Anthologie de poésie haïtienne contemporaine dirigée et présentée par James Noël
Anthologie de poésie haïtienne contemporaine, novembre 2015, 572 pages, 9,90 €
Edition: Points
Découvertes. Découvertes avant tout avec cette anthologie. C’est d’ailleurs d’abord à cela que devrait servir toute anthologie. Le jeu de la compilation des « best of » est ici largement dépassé pour le lecteur ordinaire qui, quand bien même il ou elle serait amateur de poésie, découvre une diversité qu’il serait bien à mal d’apprécier par ses propres moyens.
Il peut sembler a priori difficile de trouver une unité parmi tous les auteurs rassemblés ici. Ce sont en effet 73 voix différentes qui sont offertes à notre curiosité, de celle du doyen René Depestre (né en 1926) à celle du benjamin, Fabian Charles (né en 1993). Si quelques voix peuvent nous être connues, sans forcément nous être familières, la plupart seront pour le lecteur une entière découverte. Chercher à tout prix quelque chose qui unifierait toutes ces voix au-delà du présent volume et de l’attachement à une île qui conjugue dans nos imaginaires continentaux exotisme et fascination, exubérance religieuse et musicale et drame sociaux, de l’esclavagisme aux catastrophes naturelles, pourrait sembler inutile et prétentieux (voire un peu méprisant et post-néo-colonialiste).
A la lecture et à travers les diversités de style, on peut cependant entendre un lyrisme profond, nourri d’un imaginaire fort, qui s’affirme sans complexe, sans réserve, vraie ou fausse. Une colère aussi. Colère parfois apaisée, parfois incandescente, le plus souvent combative. Une colère héritée de l’histoire et alimentée par le présent, qui peut aller bien au-delà de la revendication politique, apostrophant le lecteur quand ce n’est pas la langue et le langage eux-mêmes. La quête d’un ailleurs et d’un autrement est une des dimensions récurrentes de nombre des textes présentés, une quête qui trouve une forme d’aboutissement dans les poèmes écrits et donnés à lire. A la lecture et à la « disure », le lecteur-diseur comprend que la poésie est en ces terres étroitement mêlée au quotidien, que ses mots sont à tous, qu’elle utilise les mots de tous et les voix de chacun. James Noël et Rodney Saint-Eloi nous le redisent par ailleurs dans les repères qu’ils nous donnent en fin de volume : « Jamais trop loin, la poésie semble toujours s’adosser à la fenêtre. Comme si, face à l’extrême, le poème avait pour mission de dévitaliser les séismes. La poésie orale, celle des rues et des tambours de l’espérance, ajoutée au corps du texte qui se dilue en antidote dans l’âme d’un peuple. Comme pour creuser l’énigme existentielle, un hymne à la joie entre soleil et mer invoque, à même le langage, une manière de vivre et d’être au monde ».

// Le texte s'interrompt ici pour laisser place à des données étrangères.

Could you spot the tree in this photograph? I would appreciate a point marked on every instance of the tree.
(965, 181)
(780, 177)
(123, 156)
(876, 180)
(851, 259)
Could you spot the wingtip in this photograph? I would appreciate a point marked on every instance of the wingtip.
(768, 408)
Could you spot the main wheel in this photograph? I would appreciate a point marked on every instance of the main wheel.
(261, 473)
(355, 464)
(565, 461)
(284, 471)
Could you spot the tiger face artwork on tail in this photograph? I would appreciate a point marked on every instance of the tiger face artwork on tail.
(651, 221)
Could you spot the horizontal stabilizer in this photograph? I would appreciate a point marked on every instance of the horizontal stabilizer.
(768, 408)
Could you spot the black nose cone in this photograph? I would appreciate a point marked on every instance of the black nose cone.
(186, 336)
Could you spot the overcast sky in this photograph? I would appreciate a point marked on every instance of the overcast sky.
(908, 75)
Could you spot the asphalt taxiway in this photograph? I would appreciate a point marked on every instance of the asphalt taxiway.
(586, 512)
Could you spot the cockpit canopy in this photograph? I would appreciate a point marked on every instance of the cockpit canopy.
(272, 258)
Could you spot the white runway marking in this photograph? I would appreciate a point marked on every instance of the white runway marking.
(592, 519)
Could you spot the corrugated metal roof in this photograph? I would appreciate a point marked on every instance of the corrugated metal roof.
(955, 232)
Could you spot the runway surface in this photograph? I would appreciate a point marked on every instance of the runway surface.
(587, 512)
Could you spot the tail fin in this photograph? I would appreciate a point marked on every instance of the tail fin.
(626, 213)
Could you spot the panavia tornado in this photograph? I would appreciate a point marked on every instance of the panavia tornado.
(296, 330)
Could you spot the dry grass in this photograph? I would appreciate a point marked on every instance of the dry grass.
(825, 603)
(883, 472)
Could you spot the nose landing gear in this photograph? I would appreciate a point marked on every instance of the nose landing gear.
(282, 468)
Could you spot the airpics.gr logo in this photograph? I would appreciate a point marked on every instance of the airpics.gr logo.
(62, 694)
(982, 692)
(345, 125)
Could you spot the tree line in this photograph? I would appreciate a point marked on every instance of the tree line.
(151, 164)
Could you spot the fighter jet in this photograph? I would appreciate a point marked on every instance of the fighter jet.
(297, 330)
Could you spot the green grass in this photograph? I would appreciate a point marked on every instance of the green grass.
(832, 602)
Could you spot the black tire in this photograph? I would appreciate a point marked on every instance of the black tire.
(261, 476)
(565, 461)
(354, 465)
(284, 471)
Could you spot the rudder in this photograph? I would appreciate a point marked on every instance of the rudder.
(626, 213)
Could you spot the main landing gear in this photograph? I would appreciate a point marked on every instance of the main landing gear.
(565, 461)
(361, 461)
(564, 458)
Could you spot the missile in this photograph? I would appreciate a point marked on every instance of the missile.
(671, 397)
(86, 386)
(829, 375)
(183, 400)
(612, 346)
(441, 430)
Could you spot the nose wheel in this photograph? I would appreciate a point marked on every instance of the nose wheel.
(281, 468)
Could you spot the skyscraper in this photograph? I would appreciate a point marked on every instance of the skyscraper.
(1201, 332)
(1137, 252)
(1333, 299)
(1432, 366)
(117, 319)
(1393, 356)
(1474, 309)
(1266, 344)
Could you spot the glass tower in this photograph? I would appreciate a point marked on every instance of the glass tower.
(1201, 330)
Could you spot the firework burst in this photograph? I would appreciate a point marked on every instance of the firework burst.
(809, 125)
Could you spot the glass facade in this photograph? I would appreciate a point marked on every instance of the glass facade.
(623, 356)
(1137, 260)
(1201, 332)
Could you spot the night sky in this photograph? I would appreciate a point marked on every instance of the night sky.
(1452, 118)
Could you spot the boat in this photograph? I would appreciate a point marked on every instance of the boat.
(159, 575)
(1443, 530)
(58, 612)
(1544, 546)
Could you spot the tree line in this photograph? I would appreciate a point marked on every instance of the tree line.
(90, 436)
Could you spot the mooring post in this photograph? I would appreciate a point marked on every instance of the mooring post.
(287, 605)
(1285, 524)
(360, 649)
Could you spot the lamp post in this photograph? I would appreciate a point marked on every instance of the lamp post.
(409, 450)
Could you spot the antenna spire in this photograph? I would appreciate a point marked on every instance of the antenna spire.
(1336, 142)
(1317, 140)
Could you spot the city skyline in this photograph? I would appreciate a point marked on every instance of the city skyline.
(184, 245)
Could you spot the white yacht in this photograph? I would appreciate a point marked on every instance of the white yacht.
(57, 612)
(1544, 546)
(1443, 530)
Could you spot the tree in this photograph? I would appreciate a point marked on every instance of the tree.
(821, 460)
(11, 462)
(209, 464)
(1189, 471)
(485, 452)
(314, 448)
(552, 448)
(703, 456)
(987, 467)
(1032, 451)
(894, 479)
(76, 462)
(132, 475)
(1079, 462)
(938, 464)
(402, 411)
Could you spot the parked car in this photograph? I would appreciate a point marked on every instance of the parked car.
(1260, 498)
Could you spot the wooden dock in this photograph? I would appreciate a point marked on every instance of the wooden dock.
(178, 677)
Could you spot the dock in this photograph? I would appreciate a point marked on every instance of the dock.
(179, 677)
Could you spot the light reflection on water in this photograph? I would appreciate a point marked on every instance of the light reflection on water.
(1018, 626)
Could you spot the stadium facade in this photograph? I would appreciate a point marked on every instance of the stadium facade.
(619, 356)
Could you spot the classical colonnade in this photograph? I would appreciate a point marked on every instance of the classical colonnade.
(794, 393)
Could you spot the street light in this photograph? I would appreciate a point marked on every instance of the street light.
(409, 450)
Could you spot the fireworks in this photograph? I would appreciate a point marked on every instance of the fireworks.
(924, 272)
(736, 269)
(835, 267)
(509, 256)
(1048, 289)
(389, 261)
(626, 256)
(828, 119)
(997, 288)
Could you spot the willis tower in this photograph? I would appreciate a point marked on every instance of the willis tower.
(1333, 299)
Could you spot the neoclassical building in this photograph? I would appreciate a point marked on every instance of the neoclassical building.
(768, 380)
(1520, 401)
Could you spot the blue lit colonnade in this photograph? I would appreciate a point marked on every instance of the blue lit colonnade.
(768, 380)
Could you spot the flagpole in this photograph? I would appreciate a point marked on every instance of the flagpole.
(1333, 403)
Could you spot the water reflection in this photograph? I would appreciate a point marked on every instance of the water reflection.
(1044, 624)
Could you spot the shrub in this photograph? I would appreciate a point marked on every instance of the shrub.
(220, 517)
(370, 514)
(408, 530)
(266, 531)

La poésie est bien ici une forme de combat, pour la vie, pour la liberté de vivre, pour le langage lui-même. « Les mots sont fatigués mes frères » nous annonce Gary Klang dans Les mots pour conclure en affirmant Les mots n’expriment rien / Les mots sont des farceurs / Tout sourire est une quête de pouvoir. « Grandeur de l’homme » ou « Combat de mots » pourraient peut-être être envisagés comme sous-titres à ce recueil où la pulsion de vie jamais ne cède, usant de toute la puissance évocatrice, performatrice et transformatrice du langage. Sans doute plus invocation qu’évocation. Tout homme est un arbre qui touche le ciel nous dit Rodney Saint-Eloi dans un des poèmes présentés, « par la force de sa parole et de ses poèmes » sommes-nous tentés d’ajouter.
Une courte notice bibliographique sur chaque auteur (et il n’y a pas que des auteurs hommes) achève d’aiguiser notre curiosité et de nous donner envie d’explorer bien des œuvres plus avant (1).
Marc Ossorguine
(1) Cela est par exemple possible pour Makenzy Orcel dont la Contre Allée a récemment publié un recueil de poèmes, La nuit des terrasses, et les éditions Zulma, son dernier roman, L'ombre animale.